On my PC with an overclocked Ryzen 9 5950X with dual channel 3600MHz DDR4 RAM, I ran a memory benchmark and got between 15-20GB/s. In the same system I have an RTX 3070 GPU that has a quoted 448GB/s memory bandwidth, over 20x (!) more than the CPU, not including cache, which both processors have.
The fastest I could get openEMS to run on this CPU was with 8 threads (out of 32), maxing out at only 16% CPU usage, clearly memory bandwidth-bound.
I have a little bit of experience messing with CUDA, so I spent a day working on a new CUDA-based engine: https://github.com/aWZHY0yQH81uOYvH/openEMS-CUDA
It uses "managed" memory, which makes life a lot easier in interfacing with the rest of the non-GPU code (the GPU driver will copy back and forth over PCIe seamlessly based on access to the same pointers). So far, I've only ported the field propagation routines (no extensions), and it's very inefficient with GPU utilization, with a huge amount of overhead from kernel launches and other stuff. The code on that repo is literally the first thing that worked.

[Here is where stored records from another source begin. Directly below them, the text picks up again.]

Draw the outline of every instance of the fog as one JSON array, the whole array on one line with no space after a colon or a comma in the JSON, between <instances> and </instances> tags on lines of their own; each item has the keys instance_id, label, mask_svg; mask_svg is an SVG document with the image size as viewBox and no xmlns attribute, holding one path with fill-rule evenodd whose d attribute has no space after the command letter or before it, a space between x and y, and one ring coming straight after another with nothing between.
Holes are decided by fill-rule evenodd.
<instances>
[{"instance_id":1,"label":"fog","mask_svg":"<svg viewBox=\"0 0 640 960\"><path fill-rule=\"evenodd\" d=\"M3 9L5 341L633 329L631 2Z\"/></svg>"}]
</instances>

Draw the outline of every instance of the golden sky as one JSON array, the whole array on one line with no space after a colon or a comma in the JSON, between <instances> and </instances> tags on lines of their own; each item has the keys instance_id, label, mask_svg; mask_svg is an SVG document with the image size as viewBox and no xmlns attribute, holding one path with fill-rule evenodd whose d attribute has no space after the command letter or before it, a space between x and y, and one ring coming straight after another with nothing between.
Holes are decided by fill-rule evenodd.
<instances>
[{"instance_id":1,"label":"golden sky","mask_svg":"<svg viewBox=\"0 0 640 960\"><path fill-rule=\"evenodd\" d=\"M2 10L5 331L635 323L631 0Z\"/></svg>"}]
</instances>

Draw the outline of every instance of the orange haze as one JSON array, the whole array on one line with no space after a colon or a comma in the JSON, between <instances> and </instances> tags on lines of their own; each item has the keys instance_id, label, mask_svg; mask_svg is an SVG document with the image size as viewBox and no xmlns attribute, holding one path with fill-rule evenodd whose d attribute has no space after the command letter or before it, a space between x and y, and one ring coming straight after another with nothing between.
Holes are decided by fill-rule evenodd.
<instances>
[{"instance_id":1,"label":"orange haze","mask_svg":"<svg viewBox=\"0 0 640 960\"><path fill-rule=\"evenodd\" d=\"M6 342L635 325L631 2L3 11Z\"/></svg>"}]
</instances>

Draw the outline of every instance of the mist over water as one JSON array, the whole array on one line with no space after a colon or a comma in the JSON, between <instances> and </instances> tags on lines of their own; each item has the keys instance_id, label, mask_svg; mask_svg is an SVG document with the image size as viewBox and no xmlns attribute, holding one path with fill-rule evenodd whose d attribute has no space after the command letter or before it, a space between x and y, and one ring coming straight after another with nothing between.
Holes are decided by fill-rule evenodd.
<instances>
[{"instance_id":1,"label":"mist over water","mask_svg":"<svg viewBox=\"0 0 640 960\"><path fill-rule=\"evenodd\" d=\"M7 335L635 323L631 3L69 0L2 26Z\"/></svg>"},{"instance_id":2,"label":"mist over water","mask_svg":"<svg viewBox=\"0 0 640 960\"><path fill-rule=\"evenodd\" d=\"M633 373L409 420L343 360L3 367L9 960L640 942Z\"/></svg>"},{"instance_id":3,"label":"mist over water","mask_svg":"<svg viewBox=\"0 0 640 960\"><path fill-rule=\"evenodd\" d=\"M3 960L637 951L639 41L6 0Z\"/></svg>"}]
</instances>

To compare to the CPU, I commented out everything but the main field updates in the multithreaded CPU engine so both engines would do the same work. With my test file with 132k grid cells, the CPU was running at ~2300MC/s and the GPU was running at ~1400MC/s. Not great, but I also observed the following:
- One CPU core and all the GPU cores were pinned at 100%, presumably because it was launching two kernels per grid cell per iteration, creating and destroying billions of kernels per second.
- NVIDIA Night said reads were occupying 43% of the GPU memory bus and writes were occupying 12%. I assume the reads are so much higher because of huge numbers of cache misses due to the threads being spread across thousands of GPU cores.
I'm going to be resuming my undergrad studies soon, so I won't have a lot of time to continue work on this at the moment. I wanted to share my findings so far so others can play with it, or tell me I'm wasting my time because I don't know what I'm doing.